Consolidation mechanisms

Consolidation employs three different strategies designed to identify potential consolidation actions:

  • Empty node consolidation involves removing nodes that are completely unutilized, freeing up resources without affecting running applications. It’s the simplest form of consolidation, aiming to reduce waste by eliminating surplus capacity.
  • Single node consolidation focuses on individual nodes, determining if a node can be deleted or if it needs to be replaced with a more cost-effective option. If deletion disrupts less than replacement, the node is simply removed; otherwise, it is replaced.
  • Multi-node consolidation targets the removal of multiple nodes simultaneously. Karpenter evaluates whether the combined workloads from these nodes can be accommodated by fewer, possibly more cost-effective nodes, effectively condensing the cluster’s footprint.

The mechanism behind consolidation #

Node consolidation in Karpenter assesses various aspects of the cluster’s current state to optimize resource usage and reduce cloud costs. 

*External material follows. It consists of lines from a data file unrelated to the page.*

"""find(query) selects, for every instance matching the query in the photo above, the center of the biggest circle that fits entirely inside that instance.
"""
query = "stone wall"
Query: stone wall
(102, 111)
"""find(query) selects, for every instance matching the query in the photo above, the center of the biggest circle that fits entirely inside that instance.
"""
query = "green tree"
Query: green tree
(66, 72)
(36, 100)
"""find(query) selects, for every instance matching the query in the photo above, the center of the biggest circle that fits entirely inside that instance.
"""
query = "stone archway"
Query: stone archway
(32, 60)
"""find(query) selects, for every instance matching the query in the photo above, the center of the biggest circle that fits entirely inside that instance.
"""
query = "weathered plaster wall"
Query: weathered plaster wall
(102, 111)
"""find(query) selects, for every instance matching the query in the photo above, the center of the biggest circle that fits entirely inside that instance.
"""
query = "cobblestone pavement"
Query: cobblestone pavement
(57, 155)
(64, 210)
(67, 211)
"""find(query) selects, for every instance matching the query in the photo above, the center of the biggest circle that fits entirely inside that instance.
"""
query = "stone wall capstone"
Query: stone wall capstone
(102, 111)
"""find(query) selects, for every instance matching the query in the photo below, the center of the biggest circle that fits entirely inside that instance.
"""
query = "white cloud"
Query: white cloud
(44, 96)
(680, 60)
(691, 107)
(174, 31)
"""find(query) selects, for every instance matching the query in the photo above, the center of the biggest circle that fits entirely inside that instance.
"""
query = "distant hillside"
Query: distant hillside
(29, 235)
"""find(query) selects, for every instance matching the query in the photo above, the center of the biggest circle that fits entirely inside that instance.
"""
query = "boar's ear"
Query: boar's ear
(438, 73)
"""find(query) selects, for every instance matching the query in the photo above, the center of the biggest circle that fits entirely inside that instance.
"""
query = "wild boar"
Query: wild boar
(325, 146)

Criteria for node consolidation

This decision-making process is influenced by several key criteria:

  • Node utilization: The primary factor in consolidation is the utilization level of each node. Karpenter examines metrics such as CPU and memory usage to determine if nodes are underutilized and could have their workloads transferred to other nodes without impacting performance.
  • Workload characteristics: The nature of the workloads running on the nodes plays a crucial role. Nodes hosting lightweight or less critical workloads are more likely to be consolidated to free up resources. Karpenter also considers the compatibility of workloads (like GPU) when deciding which nodes can be merged.
  • Cost efficiency: Nodes that are more expensive to operate and can be replaced by more cost-effective alternatives are prime candidates for consolidation.
  • Node lifespan and health: Nodes approaching the end of their lifecycle or those that exhibit signs of diminished performance or reliability are also considered for consolidation. 
  • Compliance with pod disruption budgets (PDBs): Karpenter respects Kubernetes PDB settings, which specify the minimum number of replicas that must remain running for a given application during voluntary disruptions. This ensures that consolidation actions do not compromise application availability.

Nodes with low utilization and fewer critical pods are prime candidates for consolidation. This ensures that resources are allocated where they are most needed, maintaining cluster efficiency.

Consolidation and disruption controls

Disruption Budgets

Pod disruption budgets define the minimum number of pods that must remain running during voluntary disruptions. Karpenter respects these budgets, carefully evaluating which nodes can be consolidated without violating these constraints. 

In addition to a standard PDB in Kubernetes, Karpenter introduces the extended tuning of disruption strategies, specifically targeting NodePools with its own disruption budget settings.

Disruption budgets within NodePools allow for more granular control over how nodes within these pools are disrupted. When Karpenter considers node termination, it evaluates the node’s association with its NodePool and adheres to the disruption budgets defined for that pool. This means that even if a node individually could be terminated without violating a pod-specific PDB, it might still be retained if its removal would breach the NodePool’s disruption budget.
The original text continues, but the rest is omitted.